I have some acquaintance with the Mental Health Act, but not much
that was relevant to Sue. For someone
like Julie it is better to avoid sectioning if you can: once you have been
detained involuntarily, you can then be legally discriminated against for the
rest of your life. We have always
avoided the curse of sectioning so far by simply consenting to treatment. When Julie was Eliza's age (underage) we
consented for her. You can do this with a clear conscience of course if you
already think this treatment is in the best interests of your child.
It was only when I hastily looked up the Mental Health Act for
Sue following her phone call that I even realised that it applied to people
like Eliza. Eliza is not mentally ill
(as far as I know), but she could be categorised as having a mental
disorder. If you have a learning
disability, you can be sectioned if your disability is "associated with abnormally aggressive or
seriously irresponsible conduct".
I feel ashamed not to have realised this, despite following Sara Ryan's blog, which last year described her son going through exactly this process. This puts Sue in a very different situation
from the one that I faced with Julie. My
daughter was distressed and heading for mental hospital anyway: I could
consent. But Sue's daughter is autistic,
she does not belong in a mental hospital.

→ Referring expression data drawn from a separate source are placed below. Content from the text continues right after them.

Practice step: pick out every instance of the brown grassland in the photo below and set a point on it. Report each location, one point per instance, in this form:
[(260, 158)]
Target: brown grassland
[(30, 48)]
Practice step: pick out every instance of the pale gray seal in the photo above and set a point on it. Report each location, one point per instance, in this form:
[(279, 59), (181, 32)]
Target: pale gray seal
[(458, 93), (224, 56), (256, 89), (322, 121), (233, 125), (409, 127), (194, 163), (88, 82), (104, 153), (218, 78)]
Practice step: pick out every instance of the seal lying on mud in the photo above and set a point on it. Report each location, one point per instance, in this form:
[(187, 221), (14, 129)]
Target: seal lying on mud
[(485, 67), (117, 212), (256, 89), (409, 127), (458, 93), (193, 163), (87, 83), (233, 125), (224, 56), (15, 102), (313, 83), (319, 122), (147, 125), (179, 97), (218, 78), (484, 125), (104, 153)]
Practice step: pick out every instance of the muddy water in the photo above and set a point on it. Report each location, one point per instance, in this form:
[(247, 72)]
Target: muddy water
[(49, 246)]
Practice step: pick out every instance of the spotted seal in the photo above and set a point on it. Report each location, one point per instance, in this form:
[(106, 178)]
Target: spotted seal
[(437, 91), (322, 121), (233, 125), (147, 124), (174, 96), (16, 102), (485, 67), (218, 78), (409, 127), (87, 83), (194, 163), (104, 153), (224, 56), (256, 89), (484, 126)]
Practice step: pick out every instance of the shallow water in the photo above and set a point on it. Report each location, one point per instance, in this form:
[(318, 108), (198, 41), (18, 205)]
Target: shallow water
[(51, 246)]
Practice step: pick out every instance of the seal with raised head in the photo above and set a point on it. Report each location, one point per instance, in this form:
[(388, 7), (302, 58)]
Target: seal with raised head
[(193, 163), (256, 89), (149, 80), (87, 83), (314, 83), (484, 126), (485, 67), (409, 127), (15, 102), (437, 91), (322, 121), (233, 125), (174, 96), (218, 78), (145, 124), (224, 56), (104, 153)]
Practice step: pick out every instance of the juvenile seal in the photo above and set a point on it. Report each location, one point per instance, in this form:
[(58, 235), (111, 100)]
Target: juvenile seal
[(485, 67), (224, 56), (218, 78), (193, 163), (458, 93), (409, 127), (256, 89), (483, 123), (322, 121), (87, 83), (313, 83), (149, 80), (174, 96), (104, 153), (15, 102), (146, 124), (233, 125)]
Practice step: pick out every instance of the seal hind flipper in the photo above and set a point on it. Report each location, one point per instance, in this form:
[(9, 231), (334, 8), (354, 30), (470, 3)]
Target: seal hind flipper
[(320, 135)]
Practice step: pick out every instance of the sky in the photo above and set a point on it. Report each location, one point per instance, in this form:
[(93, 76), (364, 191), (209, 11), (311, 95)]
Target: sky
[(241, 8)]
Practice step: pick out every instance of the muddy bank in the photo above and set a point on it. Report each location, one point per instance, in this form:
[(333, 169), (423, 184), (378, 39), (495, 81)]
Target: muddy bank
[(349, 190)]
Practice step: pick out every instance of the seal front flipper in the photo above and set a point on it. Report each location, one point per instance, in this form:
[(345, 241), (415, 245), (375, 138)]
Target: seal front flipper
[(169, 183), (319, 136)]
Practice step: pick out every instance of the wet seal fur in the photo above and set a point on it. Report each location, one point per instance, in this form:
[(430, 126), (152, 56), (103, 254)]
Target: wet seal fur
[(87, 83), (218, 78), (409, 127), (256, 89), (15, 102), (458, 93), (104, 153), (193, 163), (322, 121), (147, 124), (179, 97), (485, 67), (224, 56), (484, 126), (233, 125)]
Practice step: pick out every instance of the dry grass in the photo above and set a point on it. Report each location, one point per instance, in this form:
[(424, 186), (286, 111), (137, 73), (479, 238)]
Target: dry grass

It is not in her best interests to be separated from her family. And I did not dare tell Sue that once in
mental hospital, Eliza's sedation and restraint would be almost
inevitable. After our experience of
local mental hospitals, I cannot see what alternatives they would have, when
faced with the arrival of a traumatised and highly distressed Eliza on a Friday
night.
Now this story does have a happy ending. To our great relief,
common sense did prevail for Eliza.
Although the regular hospital staff clearly felt out of their depth in
dealing with her, once the psychiatric assessment team finally arrived (many
excruciating hours later), they quickly recognised Eliza's condition and
rejected their request to have her sectioned.

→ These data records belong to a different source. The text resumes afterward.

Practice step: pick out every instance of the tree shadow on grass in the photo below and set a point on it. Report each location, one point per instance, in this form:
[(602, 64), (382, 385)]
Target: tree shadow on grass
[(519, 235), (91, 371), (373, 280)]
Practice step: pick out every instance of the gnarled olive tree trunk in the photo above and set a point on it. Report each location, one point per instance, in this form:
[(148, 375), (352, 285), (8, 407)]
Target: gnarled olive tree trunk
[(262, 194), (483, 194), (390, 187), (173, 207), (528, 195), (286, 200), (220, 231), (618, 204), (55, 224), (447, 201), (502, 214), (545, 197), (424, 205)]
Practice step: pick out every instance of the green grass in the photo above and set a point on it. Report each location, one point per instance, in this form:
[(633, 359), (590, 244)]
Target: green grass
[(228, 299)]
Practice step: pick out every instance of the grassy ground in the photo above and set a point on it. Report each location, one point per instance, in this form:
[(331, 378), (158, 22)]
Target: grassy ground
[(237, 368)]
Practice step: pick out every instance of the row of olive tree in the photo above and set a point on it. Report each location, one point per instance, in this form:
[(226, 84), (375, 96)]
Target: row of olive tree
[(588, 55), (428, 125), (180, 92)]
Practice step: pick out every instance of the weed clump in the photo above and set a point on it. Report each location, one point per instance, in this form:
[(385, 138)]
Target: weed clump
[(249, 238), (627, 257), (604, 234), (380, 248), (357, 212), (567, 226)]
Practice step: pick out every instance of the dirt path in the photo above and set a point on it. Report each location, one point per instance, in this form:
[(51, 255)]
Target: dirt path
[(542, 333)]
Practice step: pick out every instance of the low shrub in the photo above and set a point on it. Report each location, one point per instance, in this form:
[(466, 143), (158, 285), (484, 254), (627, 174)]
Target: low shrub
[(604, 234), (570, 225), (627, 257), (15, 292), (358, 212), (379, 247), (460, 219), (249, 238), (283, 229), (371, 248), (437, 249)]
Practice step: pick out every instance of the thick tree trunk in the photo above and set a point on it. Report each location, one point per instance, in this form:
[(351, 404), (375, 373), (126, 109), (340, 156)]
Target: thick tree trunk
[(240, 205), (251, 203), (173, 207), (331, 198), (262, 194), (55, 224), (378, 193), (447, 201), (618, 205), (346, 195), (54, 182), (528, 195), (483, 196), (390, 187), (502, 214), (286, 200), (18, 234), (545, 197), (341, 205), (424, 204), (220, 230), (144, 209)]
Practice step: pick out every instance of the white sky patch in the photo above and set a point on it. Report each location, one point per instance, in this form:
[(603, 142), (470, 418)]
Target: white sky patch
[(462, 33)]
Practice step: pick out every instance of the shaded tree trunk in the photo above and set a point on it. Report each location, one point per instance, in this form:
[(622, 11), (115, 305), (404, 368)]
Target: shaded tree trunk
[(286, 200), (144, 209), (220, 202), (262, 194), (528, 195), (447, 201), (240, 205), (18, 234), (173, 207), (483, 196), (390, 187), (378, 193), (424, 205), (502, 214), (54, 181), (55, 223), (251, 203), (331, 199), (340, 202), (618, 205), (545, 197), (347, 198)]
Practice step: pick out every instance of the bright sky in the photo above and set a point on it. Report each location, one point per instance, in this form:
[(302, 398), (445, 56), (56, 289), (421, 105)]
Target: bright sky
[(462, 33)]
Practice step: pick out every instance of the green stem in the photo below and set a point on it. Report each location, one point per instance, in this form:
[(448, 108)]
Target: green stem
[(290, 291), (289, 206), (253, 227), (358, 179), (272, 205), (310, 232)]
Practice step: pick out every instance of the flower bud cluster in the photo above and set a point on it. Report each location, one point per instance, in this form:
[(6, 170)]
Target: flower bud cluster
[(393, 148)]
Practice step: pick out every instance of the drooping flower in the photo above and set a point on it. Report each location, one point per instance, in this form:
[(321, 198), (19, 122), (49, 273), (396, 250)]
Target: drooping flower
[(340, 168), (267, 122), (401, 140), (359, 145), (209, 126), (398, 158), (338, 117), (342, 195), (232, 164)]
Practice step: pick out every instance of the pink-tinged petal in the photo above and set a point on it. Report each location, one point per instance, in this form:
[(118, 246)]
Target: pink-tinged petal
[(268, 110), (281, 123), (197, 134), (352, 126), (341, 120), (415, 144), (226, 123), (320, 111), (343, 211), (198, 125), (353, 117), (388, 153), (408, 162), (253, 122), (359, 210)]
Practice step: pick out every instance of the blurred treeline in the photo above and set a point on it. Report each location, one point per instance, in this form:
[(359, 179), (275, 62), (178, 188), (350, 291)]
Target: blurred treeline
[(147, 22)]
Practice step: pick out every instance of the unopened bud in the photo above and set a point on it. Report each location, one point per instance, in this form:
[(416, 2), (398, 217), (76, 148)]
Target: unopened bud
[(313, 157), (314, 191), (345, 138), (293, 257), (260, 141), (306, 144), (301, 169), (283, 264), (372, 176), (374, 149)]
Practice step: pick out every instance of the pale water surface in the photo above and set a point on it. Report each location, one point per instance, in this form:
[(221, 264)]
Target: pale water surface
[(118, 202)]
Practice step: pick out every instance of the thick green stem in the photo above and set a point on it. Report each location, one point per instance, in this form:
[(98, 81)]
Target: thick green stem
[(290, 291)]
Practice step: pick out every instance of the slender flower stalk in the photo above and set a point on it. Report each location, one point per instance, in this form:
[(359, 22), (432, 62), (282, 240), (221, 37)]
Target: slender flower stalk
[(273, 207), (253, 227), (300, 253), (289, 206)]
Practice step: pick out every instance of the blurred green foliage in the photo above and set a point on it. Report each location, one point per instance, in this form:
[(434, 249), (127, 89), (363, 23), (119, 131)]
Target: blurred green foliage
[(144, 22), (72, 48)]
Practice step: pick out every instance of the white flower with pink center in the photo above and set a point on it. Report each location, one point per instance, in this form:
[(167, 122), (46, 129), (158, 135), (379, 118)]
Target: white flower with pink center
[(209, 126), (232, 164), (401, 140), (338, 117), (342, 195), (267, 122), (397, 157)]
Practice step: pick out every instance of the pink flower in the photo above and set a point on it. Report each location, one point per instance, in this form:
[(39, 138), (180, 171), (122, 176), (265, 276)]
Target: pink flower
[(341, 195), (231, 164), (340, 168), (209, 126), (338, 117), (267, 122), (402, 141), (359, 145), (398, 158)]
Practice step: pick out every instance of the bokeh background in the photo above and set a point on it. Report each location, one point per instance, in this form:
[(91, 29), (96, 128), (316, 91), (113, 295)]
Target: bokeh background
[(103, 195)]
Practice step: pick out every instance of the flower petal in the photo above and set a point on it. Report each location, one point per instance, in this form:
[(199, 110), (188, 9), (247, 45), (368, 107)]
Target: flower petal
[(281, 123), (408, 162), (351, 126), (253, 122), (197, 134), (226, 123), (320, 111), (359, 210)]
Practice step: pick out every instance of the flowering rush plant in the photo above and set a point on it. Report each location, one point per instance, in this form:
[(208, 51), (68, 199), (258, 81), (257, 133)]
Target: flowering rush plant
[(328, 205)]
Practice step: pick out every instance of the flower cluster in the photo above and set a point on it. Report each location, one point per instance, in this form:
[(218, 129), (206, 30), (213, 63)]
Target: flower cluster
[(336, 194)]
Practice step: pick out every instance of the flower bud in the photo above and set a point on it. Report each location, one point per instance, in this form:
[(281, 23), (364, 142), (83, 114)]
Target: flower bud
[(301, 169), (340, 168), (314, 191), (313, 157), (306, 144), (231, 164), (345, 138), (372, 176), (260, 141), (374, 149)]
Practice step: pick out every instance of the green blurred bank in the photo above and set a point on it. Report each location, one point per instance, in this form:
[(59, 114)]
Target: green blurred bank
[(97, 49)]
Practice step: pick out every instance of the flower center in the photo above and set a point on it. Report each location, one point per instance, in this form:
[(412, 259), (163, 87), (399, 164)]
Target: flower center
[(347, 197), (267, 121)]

Their job was then to persuade the regular staff to attempt to treat her
again, making allowances for her autism, and her high stress levels. How they managed to persuade them to do this
must be one of their professional mysteries.
It is a nonsense and an abuse for us to threaten autistic people
like Eliza and their families with sectioning because she does not conform to our
rules of behaviour. We are not Victorians, and detention of autistic people is
barbaric. We know a good deal now about
how autistic people experience the world, the difficulties they have in
adapting to it, and why they might behave in ways that we find inconvenient as
a result. Tearing Eliza from her close
and supportive family, and moving her to a new place with unfamiliar people
would have been the worst of all possible decisions.

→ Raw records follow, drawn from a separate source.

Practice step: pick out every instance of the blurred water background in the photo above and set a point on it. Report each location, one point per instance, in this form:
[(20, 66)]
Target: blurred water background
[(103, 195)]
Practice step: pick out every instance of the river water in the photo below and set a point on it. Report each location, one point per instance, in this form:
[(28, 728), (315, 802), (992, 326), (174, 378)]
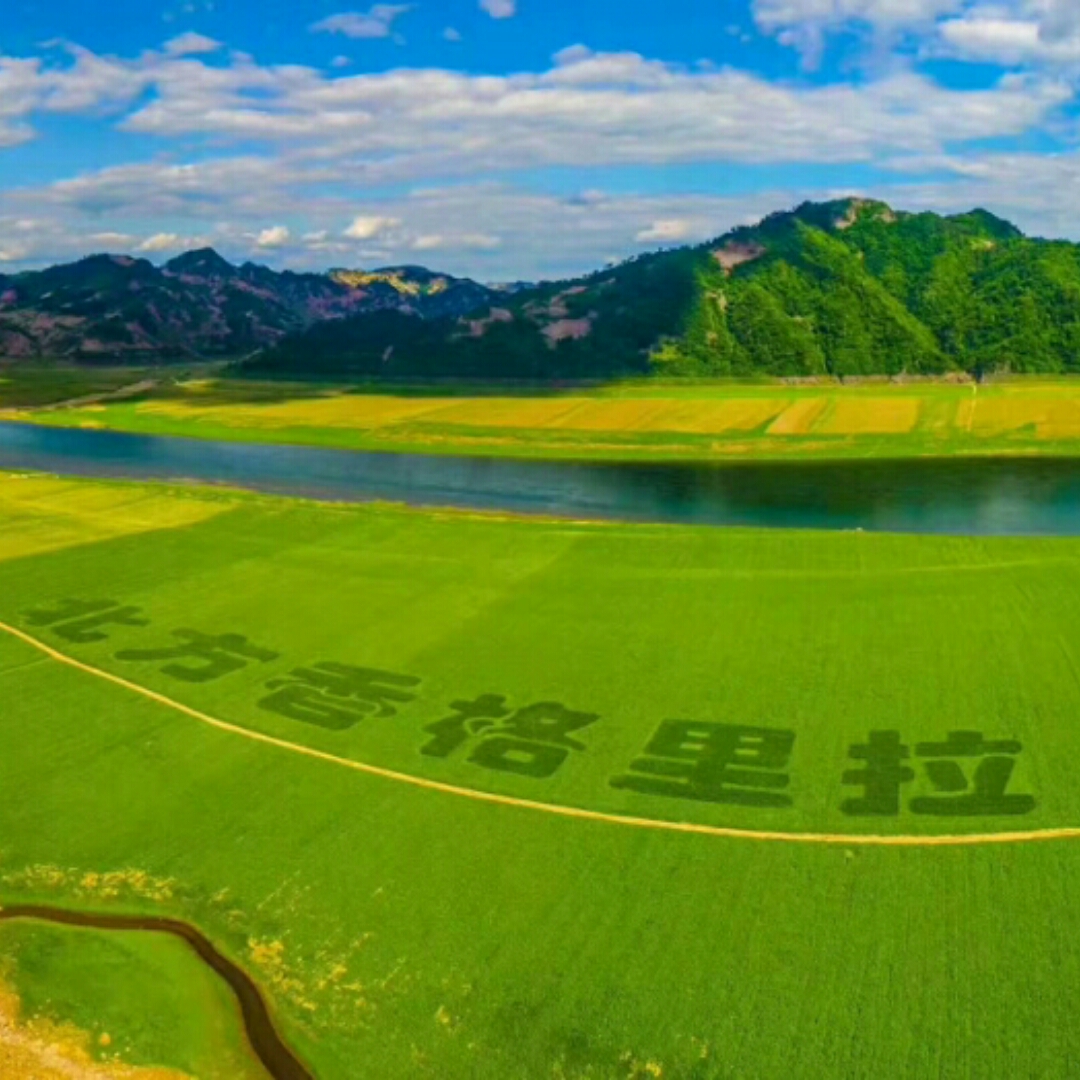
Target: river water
[(979, 497)]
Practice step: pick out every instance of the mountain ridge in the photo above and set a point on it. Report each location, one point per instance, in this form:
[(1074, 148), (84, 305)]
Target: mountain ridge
[(197, 305), (845, 287)]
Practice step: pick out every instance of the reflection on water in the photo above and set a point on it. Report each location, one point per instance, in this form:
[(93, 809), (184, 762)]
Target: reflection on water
[(976, 497)]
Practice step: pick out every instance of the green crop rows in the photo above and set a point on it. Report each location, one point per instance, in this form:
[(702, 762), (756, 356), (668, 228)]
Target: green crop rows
[(853, 685)]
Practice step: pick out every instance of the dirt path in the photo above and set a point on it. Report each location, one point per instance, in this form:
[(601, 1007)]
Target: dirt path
[(108, 395), (1068, 833)]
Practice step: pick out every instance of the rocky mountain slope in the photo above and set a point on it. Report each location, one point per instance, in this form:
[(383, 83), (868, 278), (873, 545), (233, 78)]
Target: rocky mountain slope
[(110, 307), (844, 288)]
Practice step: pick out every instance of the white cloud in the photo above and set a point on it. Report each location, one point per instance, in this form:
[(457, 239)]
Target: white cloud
[(460, 241), (112, 241), (500, 9), (589, 109), (161, 242), (669, 231), (1025, 31), (805, 24), (277, 235), (189, 44), (377, 23), (368, 228)]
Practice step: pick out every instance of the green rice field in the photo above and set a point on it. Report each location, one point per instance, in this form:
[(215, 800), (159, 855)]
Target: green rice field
[(477, 797)]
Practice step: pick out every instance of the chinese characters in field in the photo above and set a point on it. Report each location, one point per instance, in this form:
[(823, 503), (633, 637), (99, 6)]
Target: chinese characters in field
[(966, 774)]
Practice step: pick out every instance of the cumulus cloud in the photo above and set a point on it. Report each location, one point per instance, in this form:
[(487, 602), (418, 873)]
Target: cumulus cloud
[(161, 242), (377, 23), (369, 228), (500, 9), (1026, 31), (669, 231), (277, 235), (459, 241), (190, 44), (805, 24)]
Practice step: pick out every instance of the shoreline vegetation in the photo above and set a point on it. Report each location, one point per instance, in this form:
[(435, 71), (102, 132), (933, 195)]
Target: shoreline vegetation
[(632, 420), (418, 934)]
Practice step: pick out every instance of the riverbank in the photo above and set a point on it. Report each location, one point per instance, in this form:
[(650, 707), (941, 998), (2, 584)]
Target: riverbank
[(619, 422)]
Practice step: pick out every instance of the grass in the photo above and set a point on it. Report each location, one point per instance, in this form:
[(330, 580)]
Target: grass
[(407, 932), (630, 421), (37, 385), (142, 998)]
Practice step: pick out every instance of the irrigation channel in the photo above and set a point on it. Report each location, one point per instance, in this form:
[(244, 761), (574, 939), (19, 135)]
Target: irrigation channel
[(973, 497), (277, 1058)]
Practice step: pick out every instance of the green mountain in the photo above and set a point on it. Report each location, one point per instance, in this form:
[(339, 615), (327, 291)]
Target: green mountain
[(845, 288)]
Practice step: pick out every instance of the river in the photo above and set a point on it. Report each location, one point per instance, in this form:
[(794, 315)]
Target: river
[(977, 497)]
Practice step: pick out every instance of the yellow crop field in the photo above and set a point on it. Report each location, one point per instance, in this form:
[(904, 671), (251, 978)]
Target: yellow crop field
[(503, 412), (1062, 421), (997, 416), (345, 410), (714, 417), (615, 415), (871, 416), (44, 514), (799, 418)]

Thank goodness the psychiatric team agreed. But they should not have been faced with the
decision. The Mental Health Act should not be available
for use in these circumstances.

I totally agree and my heart goes out to Eliza and her family.
ReplyDeleteThanks for sharing.
J xxx
Thanks Joy, I'm just so glad the story had a happy ending. I was really upset at the thought of Eliza being shut up.
DeleteVery well said, and what an horrendous experience for Eliza and her family xx
ReplyDeleteIt was truly horrible - just when they were already trying to cope with her illness. Really hit me how vulnerable they were to an abuse of authority.